McAfee has automatically blocked a buffer overflow.
About this Buffer Overflow
However when I run a complete scan with McAfee Security Center nothing is found.
This occurs on both PCs where McAfee Security Center 9.15 is installed.
I have uploaded C:\WINDOWS\System32\svchost.exe to Virustotal.com and nothing was found.
I had Conficker virus on these machines, but I believe it was successfully removed, as indicated by McAfee and several other virus scanners.
I am not getting any of the usual conficker symptoms, and scanning my running processes with the University of Bonn Conficker detection tools finds nothing.
I have also run the McAfee Conficker S.t.i.n.g.e.r.exe program, which indicates that svchost.exe is in fact infected, but a scan of my machine using S.t.i.n.g.e.r.exe again finds nothing on any file on my hard drive.

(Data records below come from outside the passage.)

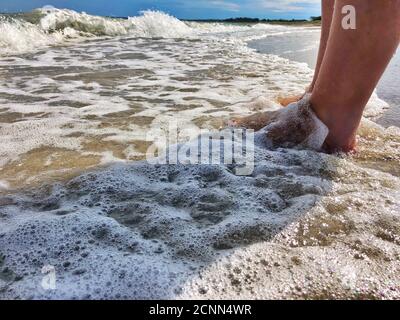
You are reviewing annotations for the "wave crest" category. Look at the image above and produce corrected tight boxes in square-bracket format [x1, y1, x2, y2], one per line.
[0, 7, 193, 55]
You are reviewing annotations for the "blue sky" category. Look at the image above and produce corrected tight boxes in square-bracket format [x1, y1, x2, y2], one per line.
[0, 0, 321, 19]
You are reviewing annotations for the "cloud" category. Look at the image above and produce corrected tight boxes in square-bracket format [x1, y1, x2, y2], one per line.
[210, 0, 240, 12]
[252, 0, 321, 12]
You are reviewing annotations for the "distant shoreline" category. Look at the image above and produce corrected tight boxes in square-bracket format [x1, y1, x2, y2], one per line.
[182, 17, 321, 26]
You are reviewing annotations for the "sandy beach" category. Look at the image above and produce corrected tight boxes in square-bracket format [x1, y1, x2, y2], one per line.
[0, 9, 400, 299]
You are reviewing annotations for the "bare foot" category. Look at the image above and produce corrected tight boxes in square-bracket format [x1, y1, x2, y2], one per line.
[276, 94, 304, 107]
[234, 96, 329, 150]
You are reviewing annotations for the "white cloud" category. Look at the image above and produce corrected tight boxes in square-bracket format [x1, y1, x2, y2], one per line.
[253, 0, 321, 12]
[210, 0, 240, 11]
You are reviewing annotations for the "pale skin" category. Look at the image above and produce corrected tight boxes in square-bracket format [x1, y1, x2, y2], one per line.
[237, 0, 400, 152]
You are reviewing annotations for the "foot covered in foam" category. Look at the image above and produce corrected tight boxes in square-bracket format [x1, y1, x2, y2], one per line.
[234, 95, 329, 150]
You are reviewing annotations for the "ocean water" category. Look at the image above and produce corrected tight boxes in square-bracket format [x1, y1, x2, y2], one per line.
[0, 9, 400, 299]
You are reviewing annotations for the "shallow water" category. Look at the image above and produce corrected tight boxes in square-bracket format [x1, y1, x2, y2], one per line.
[0, 11, 400, 299]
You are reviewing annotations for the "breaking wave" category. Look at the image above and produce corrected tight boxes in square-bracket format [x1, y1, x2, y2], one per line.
[0, 7, 310, 55]
[0, 8, 193, 55]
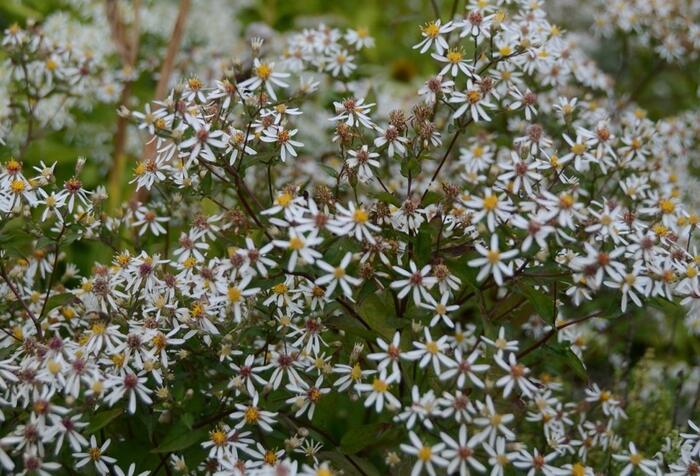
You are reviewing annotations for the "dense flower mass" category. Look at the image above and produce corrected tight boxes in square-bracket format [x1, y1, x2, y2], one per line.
[0, 0, 700, 476]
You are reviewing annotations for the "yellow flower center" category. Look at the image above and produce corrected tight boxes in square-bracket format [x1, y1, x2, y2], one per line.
[209, 430, 227, 446]
[88, 448, 102, 461]
[352, 208, 369, 223]
[421, 21, 440, 38]
[571, 144, 586, 155]
[244, 407, 260, 423]
[228, 286, 242, 302]
[447, 50, 463, 64]
[255, 63, 272, 81]
[484, 195, 498, 210]
[486, 250, 501, 264]
[275, 193, 292, 208]
[289, 236, 304, 251]
[659, 198, 676, 214]
[372, 378, 389, 393]
[425, 340, 440, 354]
[418, 446, 433, 461]
[10, 179, 26, 194]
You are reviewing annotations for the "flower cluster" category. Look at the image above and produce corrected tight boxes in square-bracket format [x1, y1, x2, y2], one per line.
[0, 0, 700, 476]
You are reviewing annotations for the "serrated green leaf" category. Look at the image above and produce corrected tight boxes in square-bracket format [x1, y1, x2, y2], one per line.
[85, 408, 124, 434]
[151, 425, 208, 453]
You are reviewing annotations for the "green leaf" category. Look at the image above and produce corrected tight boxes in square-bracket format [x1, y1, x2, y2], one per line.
[318, 164, 338, 178]
[372, 192, 401, 207]
[421, 190, 442, 206]
[542, 342, 588, 380]
[46, 293, 75, 311]
[85, 408, 124, 434]
[519, 284, 556, 323]
[414, 225, 433, 265]
[151, 425, 208, 453]
[340, 422, 394, 454]
[358, 290, 406, 339]
[401, 157, 420, 177]
[318, 451, 382, 476]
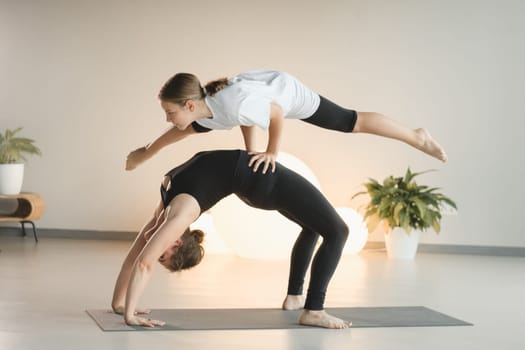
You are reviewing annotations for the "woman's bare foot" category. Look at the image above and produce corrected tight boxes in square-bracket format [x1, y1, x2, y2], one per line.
[283, 294, 304, 310]
[299, 310, 352, 329]
[414, 128, 448, 162]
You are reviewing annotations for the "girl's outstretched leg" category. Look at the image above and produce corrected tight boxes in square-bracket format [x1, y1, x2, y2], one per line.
[352, 112, 448, 162]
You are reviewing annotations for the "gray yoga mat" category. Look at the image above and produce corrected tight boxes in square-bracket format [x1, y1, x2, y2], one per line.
[86, 306, 472, 332]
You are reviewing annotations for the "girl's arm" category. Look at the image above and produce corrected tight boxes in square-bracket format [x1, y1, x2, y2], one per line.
[248, 103, 284, 174]
[111, 202, 162, 314]
[241, 125, 255, 153]
[124, 193, 200, 327]
[126, 125, 196, 170]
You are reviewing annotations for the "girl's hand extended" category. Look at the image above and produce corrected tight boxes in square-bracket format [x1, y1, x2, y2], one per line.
[113, 305, 151, 315]
[125, 316, 166, 327]
[248, 152, 277, 174]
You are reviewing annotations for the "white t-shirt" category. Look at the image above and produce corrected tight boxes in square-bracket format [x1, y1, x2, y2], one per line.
[197, 70, 320, 129]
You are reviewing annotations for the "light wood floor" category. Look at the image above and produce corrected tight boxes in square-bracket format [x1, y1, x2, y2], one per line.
[0, 236, 525, 350]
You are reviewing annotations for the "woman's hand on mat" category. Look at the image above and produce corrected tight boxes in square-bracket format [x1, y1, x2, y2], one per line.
[125, 316, 166, 327]
[126, 147, 148, 170]
[248, 152, 277, 174]
[113, 305, 151, 315]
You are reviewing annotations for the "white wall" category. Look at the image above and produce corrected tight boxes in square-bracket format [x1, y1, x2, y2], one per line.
[0, 0, 525, 247]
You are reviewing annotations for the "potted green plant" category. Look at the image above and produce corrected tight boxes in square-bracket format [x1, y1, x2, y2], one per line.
[352, 168, 457, 258]
[0, 128, 42, 194]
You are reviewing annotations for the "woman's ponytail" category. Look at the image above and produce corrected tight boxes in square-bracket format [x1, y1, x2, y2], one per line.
[204, 78, 228, 96]
[170, 228, 204, 272]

Full scans with other tools such as Windows defender and Malicious Software Removal Tool also indicate nothing.
Again my PC is showing none of the usual Conficker symptoms. Only McAfee seems to see any sort of problem.
1. Is this an infection attacking svchost.exe, or could it be just a legitimate but buggy program running under svchost.exe ?
2. Could it be a problem with McAfee's buffer overflow detection?
3. If this is just a buggy program running in svchost.exe how does one find which application that is causing the problem?
4. There is a McAfee file called BufferOverflowProtectionLog.txt that I have heard about but do not see on my own PC. What application is supposed to generate this log?
5. I have tried to install different virus scanners such as AVG but most of them say that previously installed virus scanners (e.g. McAfee) would be problematic. Does that mean I have to uninstall McAfee in order to try other virus scanners?
6. Any help you can provide in finding and removing this problem would be greatly appreciated.
Edited by GerryMarkham, 10 September 2009 - 11:16 AM.